Green Glue, WhisperClips and Hat Channels can be all purchased from Amazon.
A cheaper and less effective option will be to go for Mass Loaded Vinyl under your carpet underlayment.
I found the following data very helpful to identify your best sound proofing set ups:
(there are both floors and wall set ups there)
Hope it helps
Re: Soundproofing question3
Oct 02, 2017 1:22 pm
Replacing those doors with proper solid-core units that seal well around the edges is an absolute must - our last place had fantastic insulation and soundproofing but was let down by cheap doors. Never again.
Our approach was to utilise 13mm Boral Soundstop acoustic plasterboard for all of our walls and ceilings, with rockwool insulation bats installed in the walls. With a two-story home, insulation over the ground-floor ceiling would help too. If it's installed by the right people (so not Porter Davis) the plaster gets fitted to rubber mounts and the edges sealed properly, and can make a massive difference. If you can handle the cost and hassle of replacing plasterboard, then you'll get a good outcome.
Another common configuration is to have two layers of plasterboard on the walls, overlapping and staggered but that's a lot of hassle. A combination of 16mm and 13mm board is ideal in this case.
Rockwool insulation is a good product, but it's a finishing touch that delivers a small increase in performance. The plasterboard (both the material itself, but more imoprtantly the installation method) makes the bigger difference.
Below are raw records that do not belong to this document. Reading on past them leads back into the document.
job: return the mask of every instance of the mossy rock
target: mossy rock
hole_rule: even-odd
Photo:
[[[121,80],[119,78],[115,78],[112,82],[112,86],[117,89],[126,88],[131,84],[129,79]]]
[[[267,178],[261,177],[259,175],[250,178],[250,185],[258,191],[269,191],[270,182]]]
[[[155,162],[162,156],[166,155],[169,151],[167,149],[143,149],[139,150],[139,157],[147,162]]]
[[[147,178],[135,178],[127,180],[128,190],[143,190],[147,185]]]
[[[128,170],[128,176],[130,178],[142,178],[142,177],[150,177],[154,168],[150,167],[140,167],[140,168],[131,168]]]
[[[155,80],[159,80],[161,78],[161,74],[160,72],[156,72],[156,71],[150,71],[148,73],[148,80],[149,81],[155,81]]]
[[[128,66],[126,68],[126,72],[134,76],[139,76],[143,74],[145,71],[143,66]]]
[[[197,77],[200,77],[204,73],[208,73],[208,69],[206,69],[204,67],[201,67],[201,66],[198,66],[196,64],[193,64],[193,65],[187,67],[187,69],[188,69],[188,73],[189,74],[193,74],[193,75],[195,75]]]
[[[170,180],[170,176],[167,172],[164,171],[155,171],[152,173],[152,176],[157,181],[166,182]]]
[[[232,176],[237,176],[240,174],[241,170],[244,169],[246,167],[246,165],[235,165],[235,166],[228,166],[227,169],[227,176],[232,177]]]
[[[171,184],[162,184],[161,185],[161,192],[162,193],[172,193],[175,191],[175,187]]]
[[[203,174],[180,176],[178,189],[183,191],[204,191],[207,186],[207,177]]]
I have very little experience with spray-in wall insulation but I wouldn't hold high hopes for it.
Good underlay will definitely help soak up the sound of footsteps overhead.
In a new build, I'd push you towards double-glazed windows as well, as external noise tends to add to the frustration of noisy kids banging away overhead.
Sound proofing is an expensive and tedious process, and one that requires a thorough understanding of the physics involved.